We are also working in partnership with another company to produce highly specialized additives which once the project is successful, we would see the doubling of our production capacity into a specialised business within the plastics sector. This is niche and not many people can get into this due to very many barriers.
TIS: What is your management philosophy?
AA: We’re a family run business, so all the life of my father who was the former CEO and is now the executive chairman of the company, he has been a top professional. One of the qualities he brought into the company is that even if it is a family owned business, it has to be professionally run. Limits of authority to the way everything is approached, quality control, production, sales and marketing, we have that ingrained in us, that although we’re a very small organisation, the leader has come from working with multibillion dollar oil companies and in a very senior position. He’s taken what he’s learnt in his lifetime of work and tried to bring that to an SME.
To give you an example, from day one when we started, we invested 40 per cent in quality control in our operations and 60 per cent in our production. This is rarely seen in other start up small businesses, because quality control doesn’t bring in profits, production capacity does (wrongly believed). But we did this because we were starting with a long term plan and we wanted to make sure we did everything right and not focus only on making lots of money is the shortest possible time. Our executive chairman believes that in order to be sustainable, we have to gear up to be an excellent company that competes with the multinational companies, and therefore concentrate on the factors like quality control, human resources, and so on.

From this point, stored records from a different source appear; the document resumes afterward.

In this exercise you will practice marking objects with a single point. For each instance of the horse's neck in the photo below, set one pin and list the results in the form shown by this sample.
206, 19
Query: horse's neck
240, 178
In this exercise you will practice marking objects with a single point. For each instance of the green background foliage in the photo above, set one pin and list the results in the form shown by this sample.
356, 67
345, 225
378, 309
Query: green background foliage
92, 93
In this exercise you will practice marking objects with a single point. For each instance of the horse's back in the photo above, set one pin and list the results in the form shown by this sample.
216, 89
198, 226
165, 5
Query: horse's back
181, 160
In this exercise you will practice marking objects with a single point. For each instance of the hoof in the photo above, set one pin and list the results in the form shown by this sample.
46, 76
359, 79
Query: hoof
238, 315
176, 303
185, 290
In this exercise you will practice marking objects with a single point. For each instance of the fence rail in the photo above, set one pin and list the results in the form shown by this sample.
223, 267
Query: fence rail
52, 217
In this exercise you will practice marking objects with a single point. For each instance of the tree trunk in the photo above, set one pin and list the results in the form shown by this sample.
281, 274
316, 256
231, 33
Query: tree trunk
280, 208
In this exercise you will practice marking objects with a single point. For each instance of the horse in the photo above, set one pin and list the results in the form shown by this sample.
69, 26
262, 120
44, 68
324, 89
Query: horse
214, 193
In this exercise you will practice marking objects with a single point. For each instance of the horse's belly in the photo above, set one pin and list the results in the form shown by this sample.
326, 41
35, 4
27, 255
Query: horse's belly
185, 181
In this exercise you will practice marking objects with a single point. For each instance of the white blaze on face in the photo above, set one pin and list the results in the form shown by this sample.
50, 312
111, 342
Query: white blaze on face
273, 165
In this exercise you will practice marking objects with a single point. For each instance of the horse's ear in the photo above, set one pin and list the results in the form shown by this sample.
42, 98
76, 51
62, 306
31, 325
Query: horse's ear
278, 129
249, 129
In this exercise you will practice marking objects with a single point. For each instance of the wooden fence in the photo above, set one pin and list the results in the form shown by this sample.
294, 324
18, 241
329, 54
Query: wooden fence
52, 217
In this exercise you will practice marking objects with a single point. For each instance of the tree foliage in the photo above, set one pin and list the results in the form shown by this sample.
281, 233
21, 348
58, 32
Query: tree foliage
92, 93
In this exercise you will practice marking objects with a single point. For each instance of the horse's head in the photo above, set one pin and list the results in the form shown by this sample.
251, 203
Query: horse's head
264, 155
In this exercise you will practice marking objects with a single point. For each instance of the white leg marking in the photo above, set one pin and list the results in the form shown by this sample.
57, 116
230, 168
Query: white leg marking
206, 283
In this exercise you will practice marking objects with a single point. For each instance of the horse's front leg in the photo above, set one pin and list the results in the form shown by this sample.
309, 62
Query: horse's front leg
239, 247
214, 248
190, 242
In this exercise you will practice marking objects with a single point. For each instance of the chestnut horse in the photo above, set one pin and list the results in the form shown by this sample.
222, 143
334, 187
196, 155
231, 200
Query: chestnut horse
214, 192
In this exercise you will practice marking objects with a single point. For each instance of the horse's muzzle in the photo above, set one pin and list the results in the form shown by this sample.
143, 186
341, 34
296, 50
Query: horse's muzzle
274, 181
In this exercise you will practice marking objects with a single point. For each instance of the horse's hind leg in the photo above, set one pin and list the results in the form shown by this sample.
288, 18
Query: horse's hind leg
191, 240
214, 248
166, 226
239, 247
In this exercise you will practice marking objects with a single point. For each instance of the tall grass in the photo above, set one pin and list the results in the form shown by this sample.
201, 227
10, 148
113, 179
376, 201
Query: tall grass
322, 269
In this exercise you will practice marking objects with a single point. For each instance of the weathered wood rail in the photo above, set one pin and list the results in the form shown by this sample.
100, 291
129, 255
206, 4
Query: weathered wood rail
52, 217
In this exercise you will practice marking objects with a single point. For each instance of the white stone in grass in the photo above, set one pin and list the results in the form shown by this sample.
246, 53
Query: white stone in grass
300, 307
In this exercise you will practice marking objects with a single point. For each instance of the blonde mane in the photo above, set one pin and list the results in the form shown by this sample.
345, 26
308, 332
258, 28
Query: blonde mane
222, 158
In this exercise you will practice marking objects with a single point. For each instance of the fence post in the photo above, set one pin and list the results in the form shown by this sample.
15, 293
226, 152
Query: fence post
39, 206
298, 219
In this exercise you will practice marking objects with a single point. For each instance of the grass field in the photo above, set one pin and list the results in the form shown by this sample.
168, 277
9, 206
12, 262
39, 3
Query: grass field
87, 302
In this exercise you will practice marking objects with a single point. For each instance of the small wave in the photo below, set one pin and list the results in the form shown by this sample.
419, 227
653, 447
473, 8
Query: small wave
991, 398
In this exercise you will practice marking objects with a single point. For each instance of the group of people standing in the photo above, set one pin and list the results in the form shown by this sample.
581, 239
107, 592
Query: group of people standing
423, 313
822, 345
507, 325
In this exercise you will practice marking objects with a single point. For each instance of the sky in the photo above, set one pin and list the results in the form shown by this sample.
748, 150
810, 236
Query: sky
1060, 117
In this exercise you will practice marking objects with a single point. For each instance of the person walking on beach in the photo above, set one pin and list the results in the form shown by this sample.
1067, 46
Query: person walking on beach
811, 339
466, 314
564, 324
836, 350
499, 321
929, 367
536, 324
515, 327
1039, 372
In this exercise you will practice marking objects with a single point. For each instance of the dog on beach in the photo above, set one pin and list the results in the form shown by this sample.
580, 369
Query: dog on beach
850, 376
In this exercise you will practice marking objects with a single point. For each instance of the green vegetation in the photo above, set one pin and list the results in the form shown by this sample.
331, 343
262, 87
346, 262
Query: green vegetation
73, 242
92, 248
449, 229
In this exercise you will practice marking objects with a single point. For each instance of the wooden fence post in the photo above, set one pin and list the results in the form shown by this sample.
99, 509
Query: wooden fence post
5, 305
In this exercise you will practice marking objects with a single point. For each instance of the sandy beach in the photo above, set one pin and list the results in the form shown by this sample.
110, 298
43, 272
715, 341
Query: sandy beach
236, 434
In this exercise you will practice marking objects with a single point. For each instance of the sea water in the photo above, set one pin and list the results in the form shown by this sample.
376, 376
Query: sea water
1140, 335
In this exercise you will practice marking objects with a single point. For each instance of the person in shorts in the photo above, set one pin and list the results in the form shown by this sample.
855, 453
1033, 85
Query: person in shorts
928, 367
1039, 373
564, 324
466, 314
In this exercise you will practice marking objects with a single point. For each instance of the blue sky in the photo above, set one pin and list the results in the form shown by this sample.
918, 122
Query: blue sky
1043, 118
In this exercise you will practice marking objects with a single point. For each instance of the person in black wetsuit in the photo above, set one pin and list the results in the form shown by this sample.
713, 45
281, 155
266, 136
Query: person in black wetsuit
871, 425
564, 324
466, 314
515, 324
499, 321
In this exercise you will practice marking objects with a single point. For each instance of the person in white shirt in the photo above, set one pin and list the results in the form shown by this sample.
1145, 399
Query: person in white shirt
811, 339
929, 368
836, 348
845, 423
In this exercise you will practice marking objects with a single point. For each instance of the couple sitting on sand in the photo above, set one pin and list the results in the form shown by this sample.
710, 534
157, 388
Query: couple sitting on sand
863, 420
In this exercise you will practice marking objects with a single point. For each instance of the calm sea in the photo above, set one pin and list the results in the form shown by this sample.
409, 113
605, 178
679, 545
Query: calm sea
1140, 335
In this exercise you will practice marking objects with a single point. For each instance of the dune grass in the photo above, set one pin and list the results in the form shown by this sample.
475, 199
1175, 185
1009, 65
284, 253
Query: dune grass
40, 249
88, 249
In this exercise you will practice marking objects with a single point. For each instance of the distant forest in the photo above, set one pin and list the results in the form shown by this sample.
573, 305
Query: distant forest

We are a unique company in that the family members handle various departments in the organisation. Everybody has their own domain of work and independence. We work against a budget. The staff is also rewarded if they exceed expectations. We’re well structured, and it’s definitely not a one-man show. Everybody has a limit of authority.
TIS: What does the recognition from Dubai SME mean to your business?
AA: It’s great that whatever we have been doing has been recognised by an external party. It’s a great pat on our back. We are proud and confident that what we are doing is correct.
What is also means to us is that, being an export oriented company, our clients and their clients are confident in doing business with us. When we announced this to our distributors, they wanted more information from us in order to send this to their clients. The level of reliability and our standing as a company compared to the other competitors is increased, and they see value in our company. There is also immense internal satisfaction, that we have been recognised by an agency under the Dubai department of economic development. You can keep saying a lot of things about your company, but when a third party says it, the customer believes a lot more.
TIS: What advice would you like to give start-up entrepreneurs?
AA: Cashflow! When we started, we had no access to funding, and we had 100 per cent equity finance for machinery, and so on. But we constantly required an injection for working capital. Entrepreneurs need to think of the sustainability of their cash flow.
Today the world is more global, access to manufacturers is becoming easier, and so is the chance of meeting one’s competition. Therefore now, I would say, businesses need to try to get into niche products or services. Don’t go into a “me-too” business which is going to be harder to sustain, especially if you’re starting up, because there may be other businesses that may be doing the same more cost-effectively and efficiently, which means that you have lesser chance of survival. Be innovative, come up with an idea that hasn’t been done before, and focus not just on the UAE. Make your business model adaptable to more than just the country. It should be used for other markets as well.